After witnessing it, reflecting on it and even debating about it, I only have one thing to say to women:
Break up with your boyfriend!
My obvious use of hyperbole here is meant only to drive a point home where it needs to, but when in doubt, I think I’d still stick to the same declaration. There are simply too many women who are indulging men and waiting for them to magically change, or become the men they had once hoped for.
I say this with all due respect to the brotherhood that I belong to, but the fact is that many men will waste women’s time. I’m sorry. And it’s not that men are indifferent to wasting women’s time, or would willingly hurt them; it’s because of the way men think, and the way men operate.
The issue usually develops just into the dating phase, at the inferred inception of the “relationship”.
It’s important to know that most dating and relationship experts will tell us that men are typically three months behind in their thinking about the direction and status of the relationship compared to women. This means that while she is contemplating the details of what the future looks like, he is likely to be just having fun and enjoying the dating moments in contented oblivion. A whole three months sooner than him, a woman will be consulting with her girlfriends on the direction of the relationship, including evaluating his history, his family, his trustworthiness and his overall future suitability.
And he? It’s probable that he may have already informed a buddy or two that she’s “a lot of fun and super hot”, but not furthered his thinking much beyond that.
Ultimately, when the questions of direction and status are finally tabled, he will have a choice. He can either state that he’s not ready to discuss such topics, giving the usual excuses or, he can consider whether becoming a “boyfriend” at this point is acceptable for him. Acceptable for him includes considering the minimum prerequisites, such as does he enjoy her company and does he like having sex with her. Shockingly one-dimensional I know, but at least I said “minimum”.
This is a clear mismatch of relationship entry perspectives, but common just the same.
So the months go by and the man is likely still getting his initially required needs met, yet the woman finds herself longing for more and feeling less and less satisfied with the relationship.
It’s at this point that I must have found some of my beautiful friends as they responded to me with despair. There are probably many more women out there who aren’t as acutely aware of the relationship imbalance, yet continue on day-to-day less fulfilled than they had ever imagined they would be.
How would a woman know if she’s one of the women that need to break up with her boyfriend?
She should ask herself these important questions:
Do I feel desired the way I imagined I would be?
Do I feel respected the way I think I should be?
Am I contributing more to this relationship than I am getting in return?
Is this what I expected from a relationship?
Answering truthfully to these questions should let her know whether she should consider stepping up the conversations, or concede to the truth, and break up with her boyfriend.

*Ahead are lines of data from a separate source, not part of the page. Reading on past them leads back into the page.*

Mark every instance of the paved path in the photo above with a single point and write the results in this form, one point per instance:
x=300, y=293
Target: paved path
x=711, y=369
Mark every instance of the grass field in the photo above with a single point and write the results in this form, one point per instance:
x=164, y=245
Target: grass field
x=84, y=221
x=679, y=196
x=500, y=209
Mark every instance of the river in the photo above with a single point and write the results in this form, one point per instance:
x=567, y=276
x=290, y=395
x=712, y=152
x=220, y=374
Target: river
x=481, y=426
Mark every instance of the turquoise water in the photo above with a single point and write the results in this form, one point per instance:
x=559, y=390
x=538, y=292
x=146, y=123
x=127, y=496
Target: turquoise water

Yet I can hear what some women are saying right now, because I’ve heard it before. Many women are saying, “Maybe this time it’s different. Maybe with a little more time he will begin to understand, adapt and contribute more.” And so on.

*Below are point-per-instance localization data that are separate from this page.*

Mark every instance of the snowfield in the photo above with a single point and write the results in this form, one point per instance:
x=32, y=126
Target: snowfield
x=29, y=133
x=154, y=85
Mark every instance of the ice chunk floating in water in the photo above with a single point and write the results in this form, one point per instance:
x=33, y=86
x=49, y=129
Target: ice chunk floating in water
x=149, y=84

Considering giving a man a little more time to magically change is a critical and all too common error. Take it from a man; if the tables were turned and he wasn’t getting his minimum needs met, he would break up with her.
Further, men characteristically don’t magically change or evolve much.

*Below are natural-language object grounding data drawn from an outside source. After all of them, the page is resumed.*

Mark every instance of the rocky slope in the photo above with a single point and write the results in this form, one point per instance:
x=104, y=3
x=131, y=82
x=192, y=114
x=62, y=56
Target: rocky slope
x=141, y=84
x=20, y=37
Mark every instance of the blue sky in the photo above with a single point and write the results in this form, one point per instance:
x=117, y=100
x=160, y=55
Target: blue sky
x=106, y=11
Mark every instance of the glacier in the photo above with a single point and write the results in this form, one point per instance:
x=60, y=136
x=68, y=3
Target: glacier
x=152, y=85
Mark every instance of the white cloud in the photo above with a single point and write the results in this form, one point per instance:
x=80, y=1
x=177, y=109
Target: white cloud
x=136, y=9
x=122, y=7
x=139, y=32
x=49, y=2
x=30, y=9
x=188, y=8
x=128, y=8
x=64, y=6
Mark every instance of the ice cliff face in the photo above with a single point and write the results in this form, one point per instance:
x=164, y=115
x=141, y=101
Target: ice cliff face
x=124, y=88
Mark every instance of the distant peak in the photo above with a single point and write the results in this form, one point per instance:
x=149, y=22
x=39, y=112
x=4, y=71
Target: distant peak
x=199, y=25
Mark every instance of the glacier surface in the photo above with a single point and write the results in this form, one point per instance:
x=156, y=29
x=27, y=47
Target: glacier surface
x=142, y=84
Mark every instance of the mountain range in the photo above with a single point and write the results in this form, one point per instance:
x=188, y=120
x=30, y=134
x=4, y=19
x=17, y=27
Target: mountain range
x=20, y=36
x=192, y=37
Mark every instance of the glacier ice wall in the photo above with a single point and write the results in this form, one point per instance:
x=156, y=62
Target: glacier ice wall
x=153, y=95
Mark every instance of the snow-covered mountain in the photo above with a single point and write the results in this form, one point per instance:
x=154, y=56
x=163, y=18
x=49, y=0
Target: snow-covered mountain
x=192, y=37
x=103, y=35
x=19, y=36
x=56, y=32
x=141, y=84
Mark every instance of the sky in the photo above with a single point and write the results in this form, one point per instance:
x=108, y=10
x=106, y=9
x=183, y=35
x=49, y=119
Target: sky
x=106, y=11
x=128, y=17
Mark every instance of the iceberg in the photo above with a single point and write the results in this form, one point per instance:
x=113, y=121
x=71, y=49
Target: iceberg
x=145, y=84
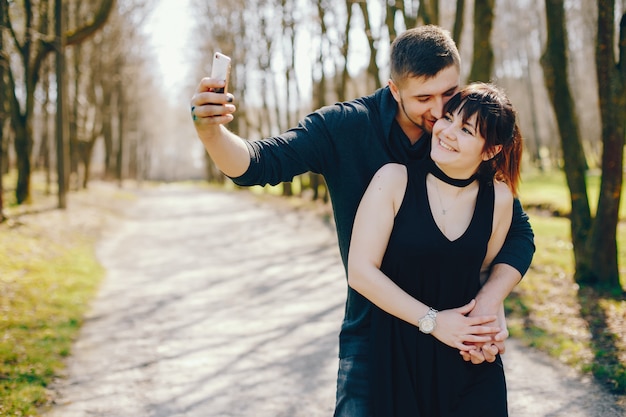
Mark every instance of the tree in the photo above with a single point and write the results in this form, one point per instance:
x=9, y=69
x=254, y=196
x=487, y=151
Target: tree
x=32, y=51
x=3, y=104
x=593, y=239
x=611, y=73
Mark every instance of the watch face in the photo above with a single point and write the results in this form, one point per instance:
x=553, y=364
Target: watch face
x=427, y=325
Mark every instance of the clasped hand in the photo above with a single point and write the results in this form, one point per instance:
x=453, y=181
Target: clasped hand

What men will do however is learn from hard lessons. And what is a hard lesson? A hard lesson is when finally, after months of the woman trying to reach out to him, making every effort possible yet crying her self to sleep one too many times, she finally breaks up with the man who took her for granted.
He’ll now have learned the consequences of complacency and remember that hard lesson, sadly however, for the benefit of his next girlfriend.